The opportunity to address those limitations aroused Salzman’s interest in Epic when a recruiter called her last year to gauge her interest in leading the startup.
“My family and I live on the East Coast, this is a West Coast company. I was not talking to any West Coast companies,” she said. “But then they sent me a copy of Stanley (Qi)’s paper and more information. And they said, ‘Talk to Stanley.’” When she visited Qi’s lab at Stanford, she added, “I was completely blown away.”

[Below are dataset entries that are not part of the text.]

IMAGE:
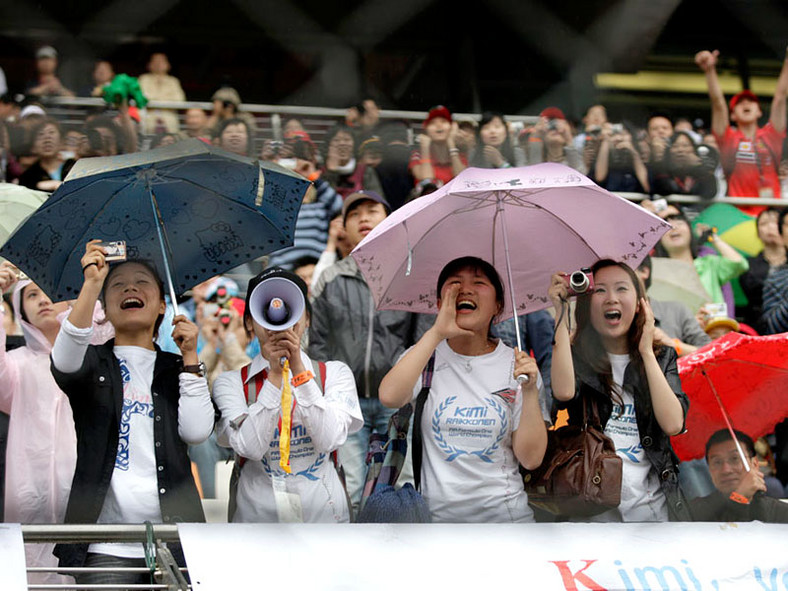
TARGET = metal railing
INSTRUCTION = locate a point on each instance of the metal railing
(167, 574)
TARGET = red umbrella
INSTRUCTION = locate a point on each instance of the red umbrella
(736, 382)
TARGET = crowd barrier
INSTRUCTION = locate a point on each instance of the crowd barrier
(461, 557)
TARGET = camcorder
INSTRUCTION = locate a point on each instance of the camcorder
(579, 282)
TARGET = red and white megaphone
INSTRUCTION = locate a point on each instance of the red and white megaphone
(276, 303)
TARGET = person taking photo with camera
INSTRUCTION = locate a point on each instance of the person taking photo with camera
(612, 362)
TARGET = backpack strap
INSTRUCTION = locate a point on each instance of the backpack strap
(421, 399)
(320, 368)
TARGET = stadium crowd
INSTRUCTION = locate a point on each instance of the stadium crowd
(58, 446)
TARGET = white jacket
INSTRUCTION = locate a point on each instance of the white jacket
(321, 423)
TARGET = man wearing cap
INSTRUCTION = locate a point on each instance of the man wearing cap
(47, 84)
(226, 105)
(750, 154)
(347, 327)
(318, 208)
(438, 159)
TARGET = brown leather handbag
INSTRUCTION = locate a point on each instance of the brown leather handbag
(580, 475)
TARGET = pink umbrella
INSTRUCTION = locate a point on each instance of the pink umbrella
(529, 222)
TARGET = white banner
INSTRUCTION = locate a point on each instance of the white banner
(437, 557)
(12, 558)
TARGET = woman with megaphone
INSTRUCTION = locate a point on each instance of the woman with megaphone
(284, 414)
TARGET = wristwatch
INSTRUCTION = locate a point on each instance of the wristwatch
(198, 369)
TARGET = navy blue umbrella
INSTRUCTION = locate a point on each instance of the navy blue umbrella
(193, 209)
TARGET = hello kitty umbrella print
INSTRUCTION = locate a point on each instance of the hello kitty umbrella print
(193, 209)
(528, 222)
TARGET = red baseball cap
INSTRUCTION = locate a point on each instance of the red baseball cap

“All of the limitations that I had seen in my years of developing medicine, it was like magically, Stanley and the team could figure out how to address it. Now, instead of limiting ourselves with what tools we had to address medicine, it was, ‘Oh my God! We don’t know enough about diseases.’ We had constrained our thinking all these years because of the tools we had to address them.”
Salzman also gained respect for Qi’s research, and Qi himself: “Stanley’s not only brilliant but he’s a humble, intellectually curious scientist. He and Horizon are recruiting those kinds of people in the company. And that combination, it’s like the sky’s the limit in terms of what we can be doing to help patients.”